Baião GC, Janice J, Galinou M, Klasson L
Genome Biol Evol 13 (7) - [2021-07-06; online 2021-05-19]
Wolbachia is a widespread, vertically transmitted bacterial endosymbiont known for manipulating arthropod reproduction. Its most common form of reproductive manipulation is cytoplasmic incompatibility (CI), observed when a modification in the male sperm leads to embryonic lethality unless a compatible rescue factor is present in the female egg.

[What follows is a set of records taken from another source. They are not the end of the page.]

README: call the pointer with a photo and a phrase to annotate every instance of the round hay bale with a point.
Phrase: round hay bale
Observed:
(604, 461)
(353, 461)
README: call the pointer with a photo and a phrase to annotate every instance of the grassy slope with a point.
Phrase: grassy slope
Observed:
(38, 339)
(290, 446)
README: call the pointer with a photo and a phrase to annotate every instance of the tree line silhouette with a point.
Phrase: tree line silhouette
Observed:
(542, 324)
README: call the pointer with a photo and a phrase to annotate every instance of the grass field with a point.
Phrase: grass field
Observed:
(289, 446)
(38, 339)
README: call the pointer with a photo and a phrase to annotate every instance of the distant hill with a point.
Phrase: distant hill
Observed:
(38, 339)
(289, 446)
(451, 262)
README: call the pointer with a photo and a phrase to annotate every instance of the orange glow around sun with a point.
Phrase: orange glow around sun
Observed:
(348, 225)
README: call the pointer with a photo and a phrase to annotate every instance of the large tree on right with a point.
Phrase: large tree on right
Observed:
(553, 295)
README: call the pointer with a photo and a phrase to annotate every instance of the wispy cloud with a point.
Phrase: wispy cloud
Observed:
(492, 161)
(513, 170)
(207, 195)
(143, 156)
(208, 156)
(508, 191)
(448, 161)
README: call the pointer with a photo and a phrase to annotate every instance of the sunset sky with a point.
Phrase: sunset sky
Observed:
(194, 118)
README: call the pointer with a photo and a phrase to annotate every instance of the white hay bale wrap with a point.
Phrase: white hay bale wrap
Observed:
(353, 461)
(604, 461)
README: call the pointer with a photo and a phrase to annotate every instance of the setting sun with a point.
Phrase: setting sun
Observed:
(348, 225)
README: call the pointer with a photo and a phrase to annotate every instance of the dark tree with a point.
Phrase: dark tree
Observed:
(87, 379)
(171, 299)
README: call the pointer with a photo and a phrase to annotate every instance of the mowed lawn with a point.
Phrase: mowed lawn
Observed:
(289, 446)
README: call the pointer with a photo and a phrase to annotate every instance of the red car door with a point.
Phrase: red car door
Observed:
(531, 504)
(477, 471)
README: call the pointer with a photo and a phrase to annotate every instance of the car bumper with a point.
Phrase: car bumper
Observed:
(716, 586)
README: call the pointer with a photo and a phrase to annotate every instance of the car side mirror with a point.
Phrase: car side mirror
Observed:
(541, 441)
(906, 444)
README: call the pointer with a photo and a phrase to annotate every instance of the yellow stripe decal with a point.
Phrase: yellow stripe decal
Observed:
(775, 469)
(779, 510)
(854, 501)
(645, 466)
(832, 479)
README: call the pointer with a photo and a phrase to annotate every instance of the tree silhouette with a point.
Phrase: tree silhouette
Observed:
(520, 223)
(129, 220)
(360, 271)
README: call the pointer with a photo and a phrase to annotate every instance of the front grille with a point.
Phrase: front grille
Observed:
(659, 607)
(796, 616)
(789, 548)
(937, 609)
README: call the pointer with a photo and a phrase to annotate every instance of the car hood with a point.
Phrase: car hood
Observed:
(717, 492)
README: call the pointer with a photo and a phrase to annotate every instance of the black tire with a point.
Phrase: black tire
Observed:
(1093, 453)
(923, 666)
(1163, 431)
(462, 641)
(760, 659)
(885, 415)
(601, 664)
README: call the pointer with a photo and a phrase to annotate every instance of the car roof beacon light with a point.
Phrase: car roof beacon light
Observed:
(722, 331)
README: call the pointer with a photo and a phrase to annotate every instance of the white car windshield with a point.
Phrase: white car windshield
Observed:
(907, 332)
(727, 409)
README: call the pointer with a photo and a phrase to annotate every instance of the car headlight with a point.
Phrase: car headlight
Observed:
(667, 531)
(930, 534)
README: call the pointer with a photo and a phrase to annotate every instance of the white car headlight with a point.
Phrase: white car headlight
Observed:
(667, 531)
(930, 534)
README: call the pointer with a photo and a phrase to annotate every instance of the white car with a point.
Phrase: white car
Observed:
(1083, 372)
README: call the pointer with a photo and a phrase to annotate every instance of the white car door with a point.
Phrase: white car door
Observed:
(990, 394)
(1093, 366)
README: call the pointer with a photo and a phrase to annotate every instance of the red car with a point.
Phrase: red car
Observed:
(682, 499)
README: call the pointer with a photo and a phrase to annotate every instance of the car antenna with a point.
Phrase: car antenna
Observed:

CI attracts scientific attention due to its implications for host speciation and in the use of Wolbachia for controlling vector-borne diseases. However, our understanding of CI is complicated by the complexity of the phenotype, whose expression depends on both symbiont and host factors. In the present study, we perform a comparative analysis of nine complete Wolbachia genomes with known CI properties in the same genetic host background, Drosophila simulans STC. We describe genetic differences between closely related strains and uncover evidence that phages and other mobile elements contribute to the rapid evolution of both genomes and phenotypes of Wolbachia. Additionally, we identify both known and novel genes associated with the modification and rescue functions of CI. We combine our observations with published phenotypic information and discuss how variability in cif genes, novel CI-associated genes, and Wolbachia titer might contribute to poorly understood aspects of CI such as strength and bidirectional incompatibility. We speculate that high titer CI strains could be better at invading new hosts already infected with a CI Wolbachia, due to a higher rescue potential, and suggest that titer might thus be a relevant parameter to consider for future strategies using CI Wolbachia in biological control.